Lyon is nearly assured a place in the last 16 of the Champions League after winning its opening three games in that competition, scoring eight goals and allowing none.
``Our record is exceptional,'' defender Francois Clerc said. ``But it will be hard to keep that rhythm going.''
Goals are being shared around the team, while a tight defence has allowed only eight goals _ and not more than one a game.
Brazil striker Fred has seven goals, countryman Juninho has six, while Karim Benzema, midfielder Tiago, and Florent Malouda each have five.
Juninho's curling shot against Marseille was his 30th via free kick since joining Lyon five years ago, while the 18-year-old Benzema is considered the biggest rising talent in French soccer.
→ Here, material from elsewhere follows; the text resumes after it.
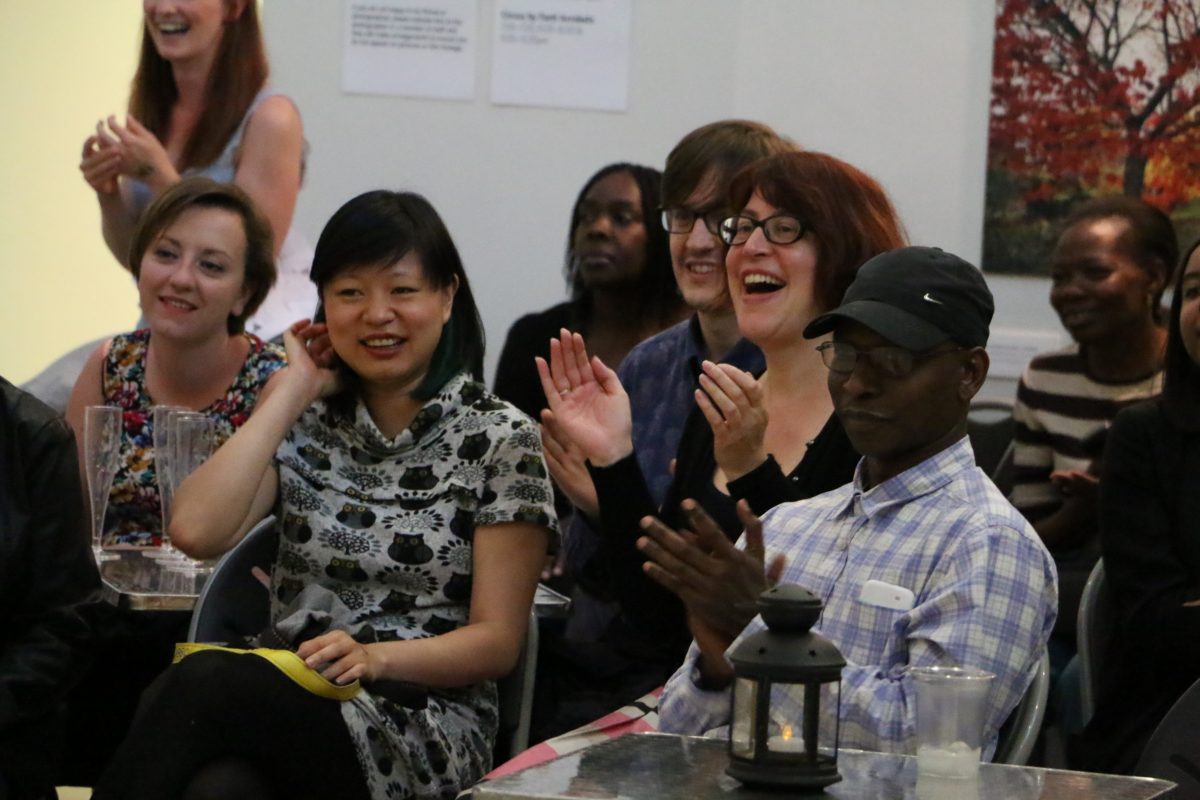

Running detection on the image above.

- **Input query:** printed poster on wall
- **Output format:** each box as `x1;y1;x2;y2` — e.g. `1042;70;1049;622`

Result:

Lyon has reached the Champions League quarter-finals the past three years, but has struggled to hold onto key players and attract a big-name striker to help it push on.
An inability to match wages abroad has led to Michael Essien's transfer to Chelsea and Mahamadou Diarra's to Real Madrid, while Didier Drogba and Michael Owen turned down moves to Lyon.
President Jean-Michel Aulas, a self-made a millionaire who became president in 1987, hopes a flotation on the stock market will make funds available to solve similar problems in the future. He wants to float by December and hopes to have a 60,000-seater stadium by 2010.
When Aulas took over, Lyon has been in the second division for four years _ now there are eight players in France's squad.
Only Marseille, with the likes of Jean-Pierre Papin and Eric Cantona, has had such national team representation and that was more than a decade ago.
With domestic success abundant, coach Gerard Houllier's task now is to make Lyon just the second French team to become European champion _ after Marseille in 1993.